1. Use of L-2-oxothiazolidine-4-carboxylic acid, its derivatives, or its pharmacologically acceptable salts of the formula(I)

as pharmaceutical active compounds for the treatment of type 2 diabetes.

2. Use of the compounds as defined in claim 1, wherein the salts are selected from the group consisting of sodium, potassium, calcium and magnesium salts of the compound L-2-oxothiazolidine-4-carboxylic acid.

3. Use of the compounds as defined in claim 1, wherein the derivative is ester form of L-2-oxothiazolidine-4-carboxylic acid.

4. Use of the compounds as defined in claim 1, wherein the active compound is administered at the concentration of 3-400 mg/kg.

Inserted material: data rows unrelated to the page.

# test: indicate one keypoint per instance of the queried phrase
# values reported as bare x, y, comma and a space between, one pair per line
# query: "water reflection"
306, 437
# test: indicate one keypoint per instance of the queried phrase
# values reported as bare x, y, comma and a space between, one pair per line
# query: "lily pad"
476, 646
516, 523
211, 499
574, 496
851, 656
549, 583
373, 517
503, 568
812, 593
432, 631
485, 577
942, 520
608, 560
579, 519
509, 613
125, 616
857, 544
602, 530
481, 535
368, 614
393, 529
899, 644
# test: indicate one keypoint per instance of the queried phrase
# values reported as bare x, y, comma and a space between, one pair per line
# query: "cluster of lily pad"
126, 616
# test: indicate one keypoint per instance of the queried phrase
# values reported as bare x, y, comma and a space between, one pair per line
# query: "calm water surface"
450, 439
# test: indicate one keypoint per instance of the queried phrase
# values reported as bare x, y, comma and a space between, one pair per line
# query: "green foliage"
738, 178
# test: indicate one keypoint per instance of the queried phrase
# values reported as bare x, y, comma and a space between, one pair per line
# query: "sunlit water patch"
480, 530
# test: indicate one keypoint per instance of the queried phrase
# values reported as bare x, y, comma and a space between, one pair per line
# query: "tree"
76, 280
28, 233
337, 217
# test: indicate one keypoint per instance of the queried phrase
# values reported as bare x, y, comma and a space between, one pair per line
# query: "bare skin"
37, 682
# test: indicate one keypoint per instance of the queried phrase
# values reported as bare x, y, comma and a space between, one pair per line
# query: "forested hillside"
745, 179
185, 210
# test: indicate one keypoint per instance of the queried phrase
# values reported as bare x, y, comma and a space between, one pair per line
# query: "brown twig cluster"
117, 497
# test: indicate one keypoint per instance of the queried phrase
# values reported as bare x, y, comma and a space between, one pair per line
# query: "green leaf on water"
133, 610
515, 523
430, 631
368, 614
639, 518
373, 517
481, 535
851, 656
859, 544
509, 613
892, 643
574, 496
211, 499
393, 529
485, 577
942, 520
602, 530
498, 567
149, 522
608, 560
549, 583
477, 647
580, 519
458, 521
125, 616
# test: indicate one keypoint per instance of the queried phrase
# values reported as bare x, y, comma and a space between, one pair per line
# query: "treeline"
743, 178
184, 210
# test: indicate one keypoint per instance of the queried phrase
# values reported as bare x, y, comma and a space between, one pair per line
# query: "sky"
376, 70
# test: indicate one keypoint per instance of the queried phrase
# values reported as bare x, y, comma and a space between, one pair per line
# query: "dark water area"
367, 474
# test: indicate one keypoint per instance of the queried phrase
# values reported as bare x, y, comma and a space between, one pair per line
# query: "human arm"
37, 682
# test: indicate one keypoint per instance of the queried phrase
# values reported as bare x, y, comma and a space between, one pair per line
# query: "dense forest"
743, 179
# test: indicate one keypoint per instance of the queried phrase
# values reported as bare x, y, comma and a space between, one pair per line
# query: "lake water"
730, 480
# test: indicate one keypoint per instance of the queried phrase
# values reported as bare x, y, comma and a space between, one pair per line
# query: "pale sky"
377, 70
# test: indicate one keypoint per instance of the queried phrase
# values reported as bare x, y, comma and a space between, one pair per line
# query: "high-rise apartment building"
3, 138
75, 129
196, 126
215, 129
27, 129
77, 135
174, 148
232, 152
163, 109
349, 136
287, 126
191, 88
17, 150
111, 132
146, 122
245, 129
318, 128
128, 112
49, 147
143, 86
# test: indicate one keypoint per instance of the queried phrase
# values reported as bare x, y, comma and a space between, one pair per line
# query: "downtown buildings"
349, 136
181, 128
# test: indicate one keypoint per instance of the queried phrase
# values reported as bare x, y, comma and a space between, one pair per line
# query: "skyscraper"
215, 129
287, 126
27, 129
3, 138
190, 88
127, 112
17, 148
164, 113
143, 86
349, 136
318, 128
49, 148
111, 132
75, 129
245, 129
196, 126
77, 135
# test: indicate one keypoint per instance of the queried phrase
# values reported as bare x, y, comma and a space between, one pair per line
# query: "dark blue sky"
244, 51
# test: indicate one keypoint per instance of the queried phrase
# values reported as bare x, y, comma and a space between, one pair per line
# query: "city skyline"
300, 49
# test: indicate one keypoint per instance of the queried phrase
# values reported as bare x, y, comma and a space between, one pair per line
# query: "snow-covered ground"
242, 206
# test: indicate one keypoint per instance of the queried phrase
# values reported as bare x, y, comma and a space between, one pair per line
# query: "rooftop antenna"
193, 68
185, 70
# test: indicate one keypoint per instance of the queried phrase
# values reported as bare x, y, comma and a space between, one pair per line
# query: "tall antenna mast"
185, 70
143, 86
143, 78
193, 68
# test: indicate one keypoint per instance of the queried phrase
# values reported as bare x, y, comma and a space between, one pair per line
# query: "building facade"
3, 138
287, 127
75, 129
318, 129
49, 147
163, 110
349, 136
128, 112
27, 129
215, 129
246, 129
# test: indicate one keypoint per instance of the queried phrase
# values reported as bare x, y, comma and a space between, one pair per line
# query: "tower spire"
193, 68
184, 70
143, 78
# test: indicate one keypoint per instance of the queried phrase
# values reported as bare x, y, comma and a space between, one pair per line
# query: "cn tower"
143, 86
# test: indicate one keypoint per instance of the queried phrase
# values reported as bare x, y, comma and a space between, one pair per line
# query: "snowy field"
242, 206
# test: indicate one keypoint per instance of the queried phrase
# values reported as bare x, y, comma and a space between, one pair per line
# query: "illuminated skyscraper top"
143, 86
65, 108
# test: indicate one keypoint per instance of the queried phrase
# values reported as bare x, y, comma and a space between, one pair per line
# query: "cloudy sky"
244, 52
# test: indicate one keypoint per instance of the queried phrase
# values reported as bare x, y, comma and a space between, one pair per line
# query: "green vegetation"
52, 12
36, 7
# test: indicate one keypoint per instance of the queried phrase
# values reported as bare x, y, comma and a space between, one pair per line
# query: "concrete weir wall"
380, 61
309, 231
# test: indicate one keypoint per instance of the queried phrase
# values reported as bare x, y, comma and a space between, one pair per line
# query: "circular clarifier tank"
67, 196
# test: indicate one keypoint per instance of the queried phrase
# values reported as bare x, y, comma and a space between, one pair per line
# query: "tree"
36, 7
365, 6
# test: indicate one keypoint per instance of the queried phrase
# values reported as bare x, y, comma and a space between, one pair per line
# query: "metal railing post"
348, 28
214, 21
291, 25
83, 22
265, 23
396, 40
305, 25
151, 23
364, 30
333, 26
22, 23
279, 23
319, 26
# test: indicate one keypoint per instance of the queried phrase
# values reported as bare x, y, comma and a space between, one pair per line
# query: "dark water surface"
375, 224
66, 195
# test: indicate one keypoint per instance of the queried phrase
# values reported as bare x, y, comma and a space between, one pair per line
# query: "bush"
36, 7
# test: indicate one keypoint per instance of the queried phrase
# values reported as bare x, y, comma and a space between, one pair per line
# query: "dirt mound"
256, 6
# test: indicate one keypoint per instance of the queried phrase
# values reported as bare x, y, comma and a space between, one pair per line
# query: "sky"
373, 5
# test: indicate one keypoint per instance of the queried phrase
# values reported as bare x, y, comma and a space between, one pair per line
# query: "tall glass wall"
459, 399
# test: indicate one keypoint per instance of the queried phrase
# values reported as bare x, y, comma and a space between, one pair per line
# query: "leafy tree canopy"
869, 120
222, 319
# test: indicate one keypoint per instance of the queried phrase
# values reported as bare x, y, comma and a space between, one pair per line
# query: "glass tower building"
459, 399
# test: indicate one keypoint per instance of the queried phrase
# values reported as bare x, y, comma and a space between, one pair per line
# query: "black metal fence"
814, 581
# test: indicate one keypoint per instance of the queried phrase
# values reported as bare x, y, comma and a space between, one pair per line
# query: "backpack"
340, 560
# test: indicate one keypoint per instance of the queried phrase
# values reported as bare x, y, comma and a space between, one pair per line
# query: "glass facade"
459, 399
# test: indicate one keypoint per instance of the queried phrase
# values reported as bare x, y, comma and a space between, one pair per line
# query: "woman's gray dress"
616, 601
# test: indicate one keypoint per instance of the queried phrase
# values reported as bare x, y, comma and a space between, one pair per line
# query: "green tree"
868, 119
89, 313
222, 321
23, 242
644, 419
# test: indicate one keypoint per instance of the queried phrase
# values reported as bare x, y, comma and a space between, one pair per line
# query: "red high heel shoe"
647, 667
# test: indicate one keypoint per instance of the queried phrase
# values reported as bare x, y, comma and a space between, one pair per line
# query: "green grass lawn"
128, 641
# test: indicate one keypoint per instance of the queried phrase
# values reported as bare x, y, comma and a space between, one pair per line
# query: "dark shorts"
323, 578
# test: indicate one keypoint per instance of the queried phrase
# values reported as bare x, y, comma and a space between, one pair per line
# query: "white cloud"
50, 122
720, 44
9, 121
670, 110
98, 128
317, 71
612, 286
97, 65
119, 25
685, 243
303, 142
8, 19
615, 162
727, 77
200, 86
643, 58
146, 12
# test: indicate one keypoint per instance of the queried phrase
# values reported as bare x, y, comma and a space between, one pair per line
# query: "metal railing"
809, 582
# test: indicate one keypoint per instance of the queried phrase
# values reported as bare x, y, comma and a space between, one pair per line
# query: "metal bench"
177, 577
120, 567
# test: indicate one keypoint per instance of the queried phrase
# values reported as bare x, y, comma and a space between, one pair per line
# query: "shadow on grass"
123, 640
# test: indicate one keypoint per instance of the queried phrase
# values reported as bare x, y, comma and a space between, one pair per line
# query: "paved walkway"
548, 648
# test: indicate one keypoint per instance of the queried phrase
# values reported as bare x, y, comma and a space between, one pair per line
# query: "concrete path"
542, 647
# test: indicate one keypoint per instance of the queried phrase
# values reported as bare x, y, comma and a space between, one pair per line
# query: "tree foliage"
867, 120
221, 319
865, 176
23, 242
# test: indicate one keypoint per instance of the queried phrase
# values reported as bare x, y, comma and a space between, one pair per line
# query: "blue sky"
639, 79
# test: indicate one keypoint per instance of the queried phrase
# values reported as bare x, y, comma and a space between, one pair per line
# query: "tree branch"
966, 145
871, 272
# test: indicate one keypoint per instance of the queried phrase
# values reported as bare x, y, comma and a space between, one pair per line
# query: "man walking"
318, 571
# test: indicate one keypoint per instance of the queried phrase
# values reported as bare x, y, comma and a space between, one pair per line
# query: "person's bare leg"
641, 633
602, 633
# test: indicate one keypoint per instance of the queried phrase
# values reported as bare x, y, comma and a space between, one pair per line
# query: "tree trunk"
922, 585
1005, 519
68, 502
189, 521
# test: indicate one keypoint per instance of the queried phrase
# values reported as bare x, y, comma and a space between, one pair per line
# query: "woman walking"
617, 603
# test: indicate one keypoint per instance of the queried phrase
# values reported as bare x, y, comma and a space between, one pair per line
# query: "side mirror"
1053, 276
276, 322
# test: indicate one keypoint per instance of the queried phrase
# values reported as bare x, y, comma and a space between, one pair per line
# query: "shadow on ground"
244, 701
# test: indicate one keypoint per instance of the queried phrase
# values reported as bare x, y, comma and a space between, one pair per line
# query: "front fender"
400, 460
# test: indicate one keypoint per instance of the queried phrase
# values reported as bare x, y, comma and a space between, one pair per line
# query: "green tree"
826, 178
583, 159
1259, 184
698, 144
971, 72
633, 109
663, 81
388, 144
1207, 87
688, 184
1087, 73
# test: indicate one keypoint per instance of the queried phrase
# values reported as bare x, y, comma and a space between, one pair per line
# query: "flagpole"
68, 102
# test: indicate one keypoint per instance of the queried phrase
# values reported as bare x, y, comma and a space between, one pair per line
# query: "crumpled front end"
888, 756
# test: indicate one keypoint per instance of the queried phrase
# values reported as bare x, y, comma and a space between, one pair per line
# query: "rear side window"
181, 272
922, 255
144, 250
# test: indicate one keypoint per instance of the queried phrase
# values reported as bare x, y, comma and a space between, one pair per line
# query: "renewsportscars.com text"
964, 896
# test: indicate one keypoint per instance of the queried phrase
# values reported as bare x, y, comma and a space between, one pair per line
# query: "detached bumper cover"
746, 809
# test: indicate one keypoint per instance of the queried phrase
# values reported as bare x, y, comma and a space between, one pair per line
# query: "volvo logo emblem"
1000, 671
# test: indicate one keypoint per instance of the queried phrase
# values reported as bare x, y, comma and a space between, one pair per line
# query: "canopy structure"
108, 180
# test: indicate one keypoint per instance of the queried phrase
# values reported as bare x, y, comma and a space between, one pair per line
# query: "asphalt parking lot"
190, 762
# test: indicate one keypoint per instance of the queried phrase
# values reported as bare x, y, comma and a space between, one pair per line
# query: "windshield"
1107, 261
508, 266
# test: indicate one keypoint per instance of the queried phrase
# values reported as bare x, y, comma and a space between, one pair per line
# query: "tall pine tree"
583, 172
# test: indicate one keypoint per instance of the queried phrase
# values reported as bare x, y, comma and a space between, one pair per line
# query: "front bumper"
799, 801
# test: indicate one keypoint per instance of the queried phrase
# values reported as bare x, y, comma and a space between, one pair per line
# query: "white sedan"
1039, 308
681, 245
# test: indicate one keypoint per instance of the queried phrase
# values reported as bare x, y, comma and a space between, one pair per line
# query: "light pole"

5. Use of the compounds as defined in claim 1, wherein the active compound is administered at the concentration of 40-80 mg/kg.

6. Use of the compounds as defined in claim 1, wherein they are used for the prevention of diabetes complications.

7. A pharmaceutical composition containing at least one compound of L-2-oxothiazolidine-4-carboxylic acid, its derivatives or pharmacologically acceptable salts of the formula(I) as an active component and a pharmaceutically acceptable excipient, carrier, or diluent.

8. The pharmaceutical composition as defined in claim 6, wherein the salts are selected from the group consisting of sodium, potassium, calcium and magnesium salts of the compound L-2-oxothiazolidine-4-carboxylic acid.

9.The pharmaceutical composition as defined in claim 6, wherein the derivative is ester form of L-2-oxothiazolidine-4-carboxylic acid.

10. A method of treating a mammal having a type 2 diabetes, said method comprising administering to said mammal a pharmaceutically effective amount of L-2-oxothiazolidine-4-carboxylic acid, its derivatives, and its pharmacologically acceptable salts of the Formula(I).

11. The method of treating a mammal having a type 2 diabetes as defined in claim 9, wherein the salts are selected from the group consisting of sodium, potassium, calcium and magnesium salts of the compound L-2-oxothiazolidine-4-carboxylic acid.

12. The method of treating a mammal having a type 2 diabetes as defined in claim 9, wherein the derivative is ester form of L-2-oxothiazolidine-4-carboxylic acid.

13. The method of treating a mammal having a type 2 diabetes as defined in claim 9, wherein the pharmaceutical composition is administered orally.